The callback rate for job applicants begins to fall significantly around the age of 40-45 and is close to zero by the age of 70.
This was the “striking” finding of a recent Swedish study in which more than 6,000 fictitious resumes were sent to 2,000 employers with job vacancies from 2015 – 2016. The study, The Effect of Age and Gender on Labor Demand – Evidence from a Field Experiment, was conducted by the Swedish Institute for Evaluation of Labour Market and Education Policy. The authors are Magnus Carlsson of the Center for Labor Market and Discrimination Studies at Linnaeus University and economist Stefan Eriksson of Uppsala University.

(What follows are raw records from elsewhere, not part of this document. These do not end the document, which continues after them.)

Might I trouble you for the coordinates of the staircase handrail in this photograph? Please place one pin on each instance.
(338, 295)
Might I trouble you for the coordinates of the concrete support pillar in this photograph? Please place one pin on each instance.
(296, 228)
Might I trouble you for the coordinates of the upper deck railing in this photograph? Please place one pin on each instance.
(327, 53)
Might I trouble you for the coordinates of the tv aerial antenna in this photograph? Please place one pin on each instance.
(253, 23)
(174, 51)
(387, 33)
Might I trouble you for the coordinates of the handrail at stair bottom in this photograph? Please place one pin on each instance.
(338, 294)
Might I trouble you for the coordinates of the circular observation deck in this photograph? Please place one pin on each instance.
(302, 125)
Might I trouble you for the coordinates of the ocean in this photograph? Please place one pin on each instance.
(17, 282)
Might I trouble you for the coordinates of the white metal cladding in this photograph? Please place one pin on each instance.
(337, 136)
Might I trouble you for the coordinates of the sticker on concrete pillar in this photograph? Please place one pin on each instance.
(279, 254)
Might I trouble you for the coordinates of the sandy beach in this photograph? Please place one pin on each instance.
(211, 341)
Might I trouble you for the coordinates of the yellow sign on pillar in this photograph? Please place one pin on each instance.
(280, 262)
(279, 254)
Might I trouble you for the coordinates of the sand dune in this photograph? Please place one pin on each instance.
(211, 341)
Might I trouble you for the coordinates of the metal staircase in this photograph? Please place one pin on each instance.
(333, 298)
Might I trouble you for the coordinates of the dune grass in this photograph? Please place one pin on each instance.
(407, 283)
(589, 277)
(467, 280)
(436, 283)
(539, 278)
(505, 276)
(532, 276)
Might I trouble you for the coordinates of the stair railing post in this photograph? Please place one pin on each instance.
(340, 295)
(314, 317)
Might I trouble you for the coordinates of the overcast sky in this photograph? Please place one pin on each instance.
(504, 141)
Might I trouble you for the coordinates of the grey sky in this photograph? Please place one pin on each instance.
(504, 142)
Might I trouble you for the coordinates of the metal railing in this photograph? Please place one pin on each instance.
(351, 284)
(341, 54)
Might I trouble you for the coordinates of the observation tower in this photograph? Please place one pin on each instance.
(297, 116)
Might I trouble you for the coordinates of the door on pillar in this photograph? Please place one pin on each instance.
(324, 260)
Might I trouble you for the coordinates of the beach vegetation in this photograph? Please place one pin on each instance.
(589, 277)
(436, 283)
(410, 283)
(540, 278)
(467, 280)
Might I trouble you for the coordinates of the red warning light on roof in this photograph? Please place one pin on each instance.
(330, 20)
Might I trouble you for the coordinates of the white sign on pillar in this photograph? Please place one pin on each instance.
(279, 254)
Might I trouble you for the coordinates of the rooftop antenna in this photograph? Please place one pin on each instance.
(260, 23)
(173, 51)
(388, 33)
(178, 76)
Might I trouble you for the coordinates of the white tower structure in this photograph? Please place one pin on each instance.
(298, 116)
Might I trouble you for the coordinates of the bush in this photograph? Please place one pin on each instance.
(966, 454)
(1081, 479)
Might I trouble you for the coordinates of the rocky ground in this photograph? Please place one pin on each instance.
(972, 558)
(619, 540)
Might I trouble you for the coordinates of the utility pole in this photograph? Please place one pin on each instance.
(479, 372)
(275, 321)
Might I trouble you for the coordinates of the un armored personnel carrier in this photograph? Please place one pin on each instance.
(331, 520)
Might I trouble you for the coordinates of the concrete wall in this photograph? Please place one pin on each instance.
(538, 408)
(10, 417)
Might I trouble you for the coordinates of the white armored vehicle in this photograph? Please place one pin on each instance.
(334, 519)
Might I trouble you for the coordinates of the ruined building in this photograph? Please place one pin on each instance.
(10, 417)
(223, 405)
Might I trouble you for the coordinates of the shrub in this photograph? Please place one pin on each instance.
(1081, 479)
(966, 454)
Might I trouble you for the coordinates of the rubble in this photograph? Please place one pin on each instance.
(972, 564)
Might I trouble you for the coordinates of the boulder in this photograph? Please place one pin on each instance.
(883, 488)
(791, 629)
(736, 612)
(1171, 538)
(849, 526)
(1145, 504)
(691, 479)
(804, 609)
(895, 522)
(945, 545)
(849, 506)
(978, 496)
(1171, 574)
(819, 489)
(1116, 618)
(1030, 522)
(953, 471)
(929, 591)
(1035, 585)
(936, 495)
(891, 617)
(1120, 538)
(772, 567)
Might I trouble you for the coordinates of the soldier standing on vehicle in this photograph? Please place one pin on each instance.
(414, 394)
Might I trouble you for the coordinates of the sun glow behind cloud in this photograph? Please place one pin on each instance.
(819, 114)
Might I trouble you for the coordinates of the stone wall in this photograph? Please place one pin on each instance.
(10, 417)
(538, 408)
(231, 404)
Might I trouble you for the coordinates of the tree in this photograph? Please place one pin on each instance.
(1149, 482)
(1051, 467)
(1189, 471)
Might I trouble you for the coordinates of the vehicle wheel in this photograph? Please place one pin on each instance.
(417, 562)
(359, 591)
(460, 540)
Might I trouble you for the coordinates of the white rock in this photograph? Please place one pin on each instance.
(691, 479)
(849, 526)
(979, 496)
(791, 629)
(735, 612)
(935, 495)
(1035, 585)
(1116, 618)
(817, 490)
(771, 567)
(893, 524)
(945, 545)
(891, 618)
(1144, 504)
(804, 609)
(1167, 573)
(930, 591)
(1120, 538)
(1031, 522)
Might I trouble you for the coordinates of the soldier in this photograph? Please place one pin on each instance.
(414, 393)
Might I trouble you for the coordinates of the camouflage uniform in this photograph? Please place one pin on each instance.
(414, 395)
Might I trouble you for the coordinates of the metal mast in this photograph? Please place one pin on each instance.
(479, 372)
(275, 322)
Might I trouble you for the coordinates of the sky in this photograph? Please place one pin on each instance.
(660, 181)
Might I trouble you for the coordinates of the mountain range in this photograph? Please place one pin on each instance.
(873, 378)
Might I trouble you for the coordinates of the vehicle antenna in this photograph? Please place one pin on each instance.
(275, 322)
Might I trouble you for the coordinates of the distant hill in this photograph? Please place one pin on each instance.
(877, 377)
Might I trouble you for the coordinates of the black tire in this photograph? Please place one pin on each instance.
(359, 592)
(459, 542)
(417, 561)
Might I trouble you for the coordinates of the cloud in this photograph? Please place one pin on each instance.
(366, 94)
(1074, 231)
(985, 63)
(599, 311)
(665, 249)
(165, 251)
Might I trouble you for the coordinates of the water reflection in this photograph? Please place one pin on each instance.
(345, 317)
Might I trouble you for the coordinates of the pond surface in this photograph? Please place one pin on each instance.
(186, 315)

On average, the study found that each year of aging reduces the call back rate of a job applicant between the ages of 35 and 70 by about one half a percentage point.
The authors note that it is unreasonable to conclude that workers in their early 40s lack important occupational skills, have low physical strength or bad health. Therefore, they say, the “main story of age discrimination in the labor market is not about being old, say above age 55, but rather about not being young, say below age 40-45.”
The authors suggest that employers fear workers in their early 40s have started to lose the ability to learn new tasks, flexibility and adaptability, and ambition.
The authors write that the call back rate for women drops at a much steeper rate than that of men after the age of 35.
Th study concludes that age discrimination is a “widespread phenomenon, affecting workers much younger than the age where employers consider them as old (which occurs at age 54 according to our employer survey).
The study encompassed seven occupations that had a job advertisement on the website of the Swedish Public Employment Service. These include administrative assistants, chefs, cleaners, food serving and waitresses, retail sales persons and cashiers, sales representative sand truck drivers.